The researchers hypothesized that differences in pitch specifically for sounds that are familiar, such as human speech, would be amplified perceptually when compared to those of unfamiliar sounds. Participants listened to recordings of both human vocalizations and synthesized tones at 165 Hz and 175 Hz.
There are a couple of independent variables here: type of sound and frequency. The dependent variable must be what the participants report hearing.
Adapted from: Monson BB, Han S, Purves D (2013) Are Auditory Percepts Determined by Experience? PLoS ONE 8(5): e63728. https://doi.org/10.1371/journal.pone.0063728
What results would help to support the researchers’ hypothesis? What effect would these results have on the place theory of sound perception?

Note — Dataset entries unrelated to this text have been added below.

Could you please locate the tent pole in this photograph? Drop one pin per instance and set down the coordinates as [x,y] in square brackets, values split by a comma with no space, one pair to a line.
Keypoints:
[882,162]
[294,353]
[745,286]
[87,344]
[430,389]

When we encounter experimental passages on the MCAT, there are a few things we should always be on the lookout for: what is the hypothesis, and what are the independent and dependent variables? What results are presented, and what effect do they have on the hypothesis? What conclusion did the researchers come to, and is this conclusion reasonable given the results? If any of these pieces are missing, we should anticipate questions asking us to identify possibilities that would fit with the passage and our outside content knowledge. Here, we are given a hypothesis without results, and the question asks us for results that would support the hypothesis. We'll need to dive into the scenario to identify what is being tested and why, and then use that information in conjunction with our content knowledge to answer this question.
The researchers hypothesized that differences in perceived pitch are amplified for more commonly encountered sounds. Take a moment to consider what the researchers should expect if this hypothesis is correct. It would stand to reason that the difference between perceived pitch for the 165 Hz and 175 Hz samples would be larger for voices (which we hear all the time) than for synthesized tones (which we don't hear too often). In other words, a result that would help support the researchers' hypothesis would be experimental evidence that human vocalizations sounded more different in pitch than the synthesized tones, despite the absolute difference in frequency remaining the same.
For the second part of the question, we need to recall that place theory predicts that perceived pitch results directly from the location of the hair cells that are vibrated when exposed to that frequency; higher frequencies vibrate hair cells closer to the oval window, and lower frequencies vibrate hair cells that are farther away. What is important here is that, according to place theory, the type of sound is irrelevant; sounds of the same frequency should be perceived in the same way. However, the hypothesis of this study (and the hypothetical results we've just imagined in support of that hypothesis), call place theory into question as, according to the passage, similar changes in vibrations are not perceived as the same change in pitch. According to this study, the perceived pitch instead depends at least in part on the nature of the sound perceived by the listener. Note that this new finding wouldn't affect a place theory of sound sensation/detection, which could still be accurate: this experiment is specifically about how sounds are perceived, not about how they are sensed.
In sum, to support the researchers, the results must find a greater perceived difference in pitch between the vocal samples as compared to the synthesized audio samples. This finding would contradict the place theory of sound perception.
MCAT Concept Check 2.3:
Before you move on, assess your understanding of the material with these questions.
1. What structures are used to detect linear acceleration? Rotational acceleration?
o Linear acceleration:
o Rotational acceleration:
2. List the structures in the auditory pathway, from where sound enters the pinna to the auditory projection areas in the brain.
3. How does the organization of the cochlea indicate the pitch of an incoming sound?